I am reading Duda's book, Section 6.9.1, about second-order methods for multi-layer neural networks.
Considering the error criterion $J(\omega) = \frac{1}{2}\sum_{m=1}^{n}(t_{m}-z_{m})^{2}$, the elements of the Hessian matrix are written: $\frac{\partial^{2}J(\omega)}{\partial\omega_{ji}\partial\omega_{lk}}= \frac{1}{n}(\sum_{m=1}^{n}\frac{\partial J}{\partial\omega_{ji}}\frac{\partial J}{\partial\omega_{lk}}+\sum_{m=1}^{n}(z_{m}-t_{m})\frac{\partial^{2}J}{\partial\omega_{ji}\partial\omega_{lk}})$
However, I fail to understand where the $\frac{1}{n}\partial J$ comes from as when I calculate the Hessian myself I rather come up with $\partial z_{m}$ terms instead: $\sum_{m=1}^{n}\frac{\partial z_{m}}{\partial\omega_{ji}}\frac{\partial z_{m}}{\partial\omega_{lk}}+\sum_{m=1}^{n}(z_{m}-t_{m})\frac{\partial^{2}z_{m}}{\partial\omega_{ji}\partial\omega_{lk}}$, which seems to correspond with Bishop's derivation.
I have to do few hypothesis since in my opinion some information is missing.
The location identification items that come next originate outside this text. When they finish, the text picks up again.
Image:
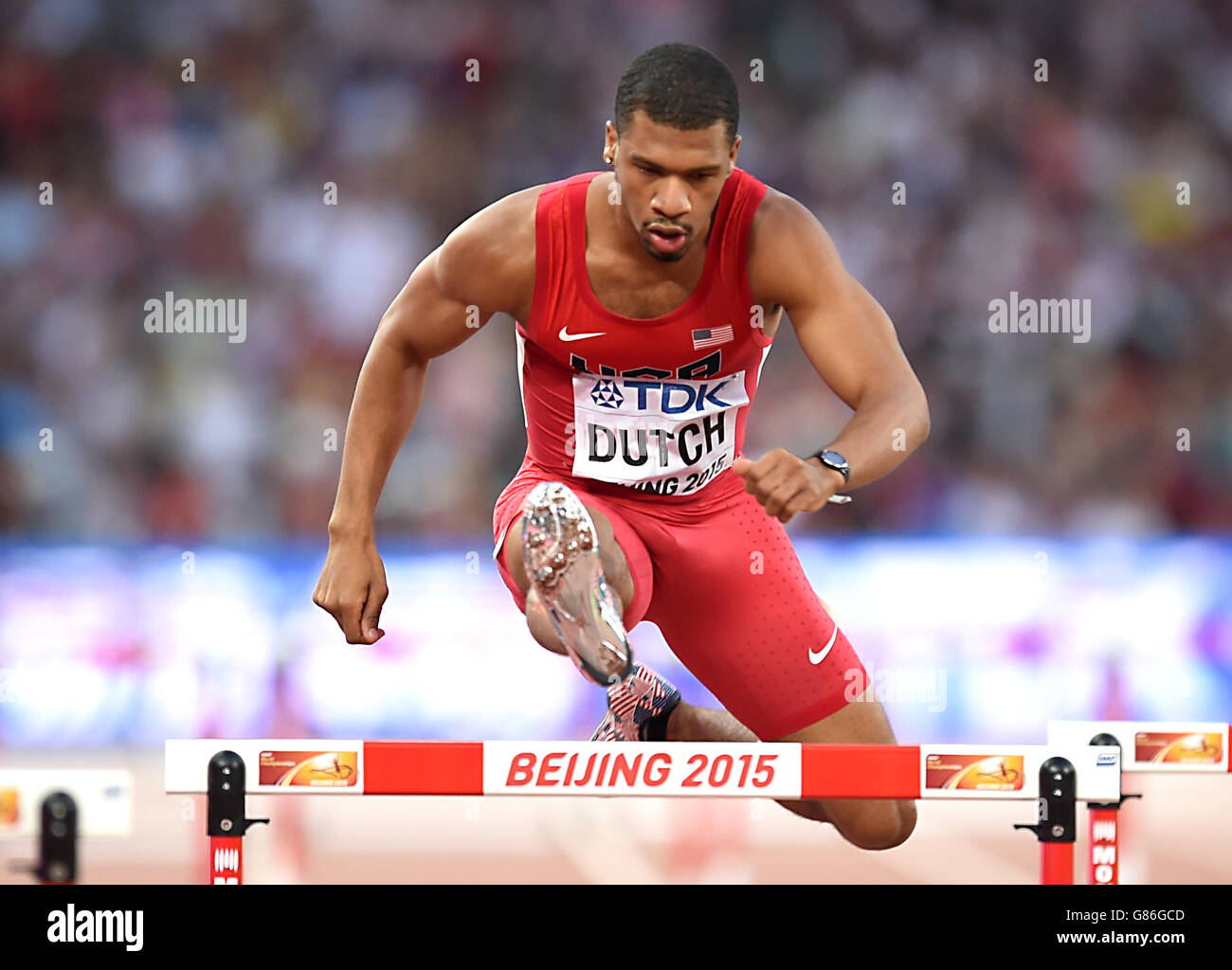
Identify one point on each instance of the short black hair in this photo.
(681, 86)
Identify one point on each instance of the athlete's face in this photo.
(669, 181)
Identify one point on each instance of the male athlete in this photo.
(645, 303)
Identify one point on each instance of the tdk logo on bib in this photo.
(669, 437)
(607, 394)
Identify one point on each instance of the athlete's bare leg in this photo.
(871, 824)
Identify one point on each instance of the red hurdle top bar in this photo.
(783, 771)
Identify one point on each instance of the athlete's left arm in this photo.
(851, 342)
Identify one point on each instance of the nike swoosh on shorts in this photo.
(813, 657)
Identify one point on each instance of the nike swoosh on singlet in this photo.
(813, 657)
(566, 336)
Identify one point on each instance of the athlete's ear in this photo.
(735, 148)
(610, 138)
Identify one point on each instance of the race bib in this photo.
(668, 437)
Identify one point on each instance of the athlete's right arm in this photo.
(487, 265)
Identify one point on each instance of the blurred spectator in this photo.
(216, 188)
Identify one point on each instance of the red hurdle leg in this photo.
(226, 860)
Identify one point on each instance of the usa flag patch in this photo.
(711, 336)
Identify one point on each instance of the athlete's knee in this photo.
(615, 564)
(885, 825)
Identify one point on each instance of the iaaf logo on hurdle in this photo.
(97, 925)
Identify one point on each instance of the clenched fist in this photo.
(353, 588)
(787, 484)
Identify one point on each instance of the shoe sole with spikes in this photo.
(566, 572)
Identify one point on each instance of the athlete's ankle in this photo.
(677, 723)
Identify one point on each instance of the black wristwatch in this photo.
(836, 460)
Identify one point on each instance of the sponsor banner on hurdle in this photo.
(1154, 746)
(1013, 772)
(292, 765)
(103, 799)
(644, 768)
(787, 771)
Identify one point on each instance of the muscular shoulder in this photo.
(489, 259)
(791, 258)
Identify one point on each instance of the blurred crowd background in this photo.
(213, 188)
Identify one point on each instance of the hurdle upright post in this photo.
(1056, 827)
(226, 825)
(57, 839)
(1105, 831)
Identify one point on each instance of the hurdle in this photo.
(1082, 763)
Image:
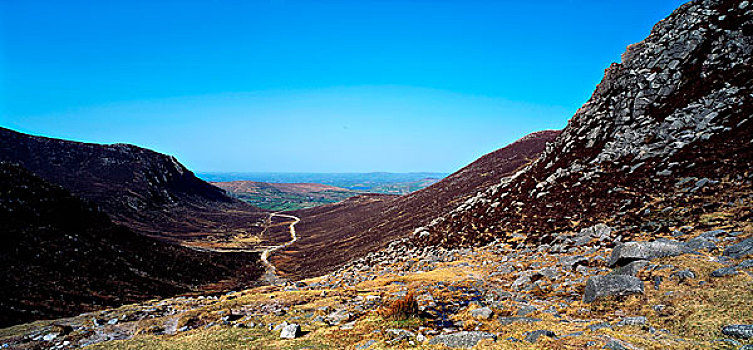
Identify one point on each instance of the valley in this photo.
(631, 228)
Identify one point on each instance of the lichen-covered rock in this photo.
(461, 339)
(743, 331)
(739, 250)
(632, 251)
(611, 285)
(290, 331)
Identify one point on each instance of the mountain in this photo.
(62, 256)
(285, 196)
(674, 113)
(149, 192)
(334, 234)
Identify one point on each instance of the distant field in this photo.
(293, 191)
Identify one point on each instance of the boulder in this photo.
(611, 285)
(631, 251)
(461, 339)
(532, 337)
(742, 331)
(739, 250)
(291, 331)
(483, 313)
(724, 272)
(631, 269)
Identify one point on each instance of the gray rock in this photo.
(724, 272)
(633, 321)
(291, 331)
(683, 275)
(596, 326)
(614, 345)
(745, 264)
(526, 309)
(532, 337)
(611, 285)
(631, 251)
(366, 345)
(630, 269)
(483, 313)
(742, 331)
(739, 250)
(461, 339)
(510, 320)
(700, 243)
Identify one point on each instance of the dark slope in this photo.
(61, 256)
(677, 110)
(149, 192)
(334, 234)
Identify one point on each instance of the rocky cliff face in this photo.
(675, 111)
(147, 191)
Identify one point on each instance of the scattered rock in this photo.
(532, 337)
(739, 250)
(633, 321)
(611, 285)
(724, 271)
(291, 331)
(461, 339)
(483, 313)
(742, 331)
(628, 252)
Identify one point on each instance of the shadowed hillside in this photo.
(331, 235)
(149, 192)
(61, 256)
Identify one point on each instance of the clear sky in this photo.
(309, 86)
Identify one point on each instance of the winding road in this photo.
(270, 273)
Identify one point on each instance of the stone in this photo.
(483, 313)
(683, 275)
(631, 251)
(611, 285)
(724, 272)
(633, 321)
(739, 250)
(291, 331)
(366, 344)
(510, 320)
(465, 339)
(630, 269)
(742, 331)
(526, 309)
(532, 337)
(596, 326)
(614, 345)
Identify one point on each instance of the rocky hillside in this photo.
(332, 235)
(675, 113)
(61, 256)
(149, 192)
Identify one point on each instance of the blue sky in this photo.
(309, 86)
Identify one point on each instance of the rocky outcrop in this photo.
(461, 339)
(149, 192)
(611, 285)
(626, 253)
(677, 107)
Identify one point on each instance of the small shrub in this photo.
(401, 309)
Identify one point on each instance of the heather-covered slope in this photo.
(334, 234)
(61, 256)
(149, 192)
(676, 109)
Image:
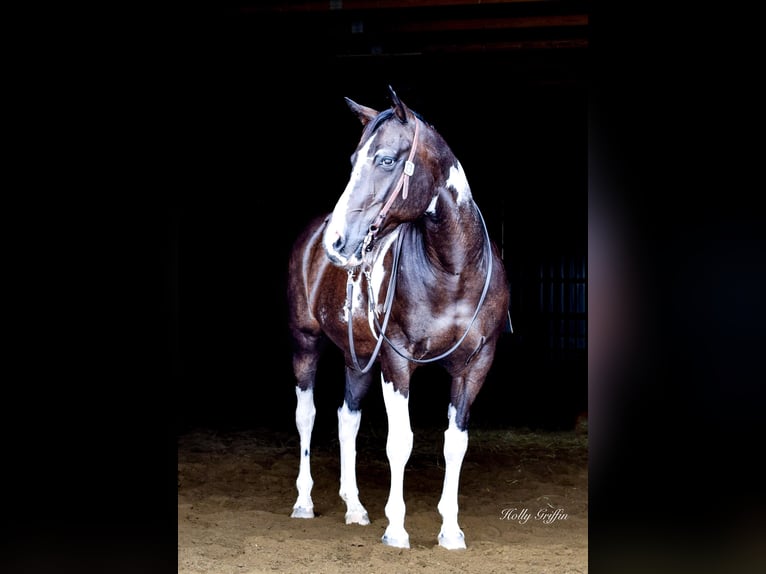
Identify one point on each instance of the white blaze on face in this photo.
(458, 181)
(336, 227)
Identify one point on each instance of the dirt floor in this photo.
(523, 504)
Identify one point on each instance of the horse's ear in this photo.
(365, 114)
(400, 110)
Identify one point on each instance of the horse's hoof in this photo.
(454, 541)
(397, 541)
(301, 512)
(357, 517)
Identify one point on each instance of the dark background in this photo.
(140, 128)
(278, 137)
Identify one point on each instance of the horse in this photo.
(402, 272)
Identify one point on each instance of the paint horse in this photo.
(401, 273)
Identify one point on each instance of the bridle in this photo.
(402, 185)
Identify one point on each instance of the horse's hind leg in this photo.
(398, 449)
(455, 446)
(304, 366)
(462, 395)
(349, 417)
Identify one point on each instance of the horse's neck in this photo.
(452, 236)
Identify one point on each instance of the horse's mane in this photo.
(386, 114)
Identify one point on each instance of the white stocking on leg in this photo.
(304, 420)
(398, 449)
(348, 426)
(455, 446)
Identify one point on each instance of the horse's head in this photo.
(390, 182)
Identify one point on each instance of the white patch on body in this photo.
(458, 181)
(356, 301)
(459, 314)
(455, 446)
(348, 427)
(431, 209)
(336, 226)
(304, 420)
(398, 449)
(377, 274)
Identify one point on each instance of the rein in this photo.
(403, 184)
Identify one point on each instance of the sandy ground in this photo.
(523, 505)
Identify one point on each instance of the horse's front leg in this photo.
(398, 449)
(455, 446)
(349, 417)
(304, 420)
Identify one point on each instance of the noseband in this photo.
(402, 184)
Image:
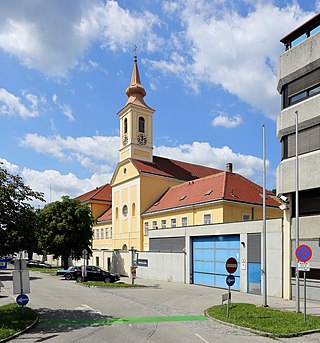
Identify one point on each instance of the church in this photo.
(157, 204)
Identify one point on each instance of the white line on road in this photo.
(202, 339)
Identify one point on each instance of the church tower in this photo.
(136, 122)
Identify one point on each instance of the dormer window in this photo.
(141, 124)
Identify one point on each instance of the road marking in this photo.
(112, 321)
(87, 308)
(202, 339)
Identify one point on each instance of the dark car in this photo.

As observed by Julien $t_m$ is a target function, so it is independent on $\omega$. I assume that $z_m=z_m(\omega)$. So when differentiating the error function $J(\omega)$ I have \begin{equation} \sum_{m=1}^{n}-\frac{\partial z_{m}}{\partial\omega_{ji}}\frac{\partial z_{m}}{\partial\omega_{lk}}-\sum_{m=1}^{n}(z_{m}-t_{m})\frac{\partial^{2}z_{m}}{\partial\omega_{ji}\partial\omega_{lk}} \end{equation} Now \begin{equation} \frac{\partial J}{\partial z_{k}}=-\sum_{m=1}^{n}(t_{m}-z_{m}) \frac{\partial z_m}{\partial z_k}=-\sum_{m=1}^{n}(t_{m}-z_{m}) \delta_{km}= z_m-t_m \end{equation} Then the second derivative with respect to $z_m$ is \begin{equation} \frac{\partial^2 J}{\partial z_{m}^2}=\frac{\partial }{\partial z_{k}}(z_{m}-t_{m})=\delta_{km} \end{equation} So \begin{equation} \frac{\partial^2 J}{\partial z_{m}^2}=1 \end{equation} Then by multiplying and dividing by $\frac{\partial^2 J}{\partial z_{m}^2}$ I can write \begin{equation} \sum_{m=1}^{n}-\frac{\partial z_{m}}{\partial\omega_{ji}}\frac{\partial z_{m}}{\partial\omega_{lk}}-\sum_{m=1}^{n}(z_{m}-t_{m})\frac{\partial^{2}z_{m}}{\partial\omega_{ji}\partial\omega_{lk}} \frac{\partial^2 J}{\partial z_{m}^2}=\sum_{m=1}^{n}-\frac{\partial z_{m}}{\partial\omega_{ji}}\frac{\partial z_{m}}{\partial\omega_{lk}}-\sum_{m=1}^{n}(z_{m}-t_{m})\frac{\partial^{2}J}{\partial\omega_{ji}\partial\omega_{lk}} \end{equation} The above expression was obtained by using the fact that \begin{equation} \frac{\partial^{2}z_{m}}{\partial\omega_{ji}\partial\omega_{lk}} \frac{\partial^2 J}{\partial z_{m}^2}=\frac{\partial^{2}z_{m}}{\partial\omega_{ji}\partial\omega_{lk}} 1 = \frac{\partial^{2}J}{\partial\omega_{ji}\partial\omega_{lk}} \end{equation} When integrating with respect to $\omega$, if the integration constant is zero, we can assume that the first derivative of $J$ and that of $z_m$ with respect to $\omega$ are proportional and the proportionality factor is $1$. So \begin{equation} \sum_{m=1}^{n}-\frac{\partial z_{m}}{\partial\omega_{ji}}\frac{\partial z_{m}}{\partial\omega_{lk}}-\sum_{m=1}^{n}(z_{m}-t_{m})\frac{\partial^{2}J}{\partial\omega_{ji}\partial\omega_{lk}} = -(\sum_{m=1}^{n}(\frac{\partial J}{\partial\omega_{ji}}\frac{\partial J}{\partial\omega_{lk}}+(z_{m}-t_{m})\frac{\partial^{2}J}{\partial\omega_{ji}\partial\omega_{lk}})) \end{equation} I suspect the second term can be neglected.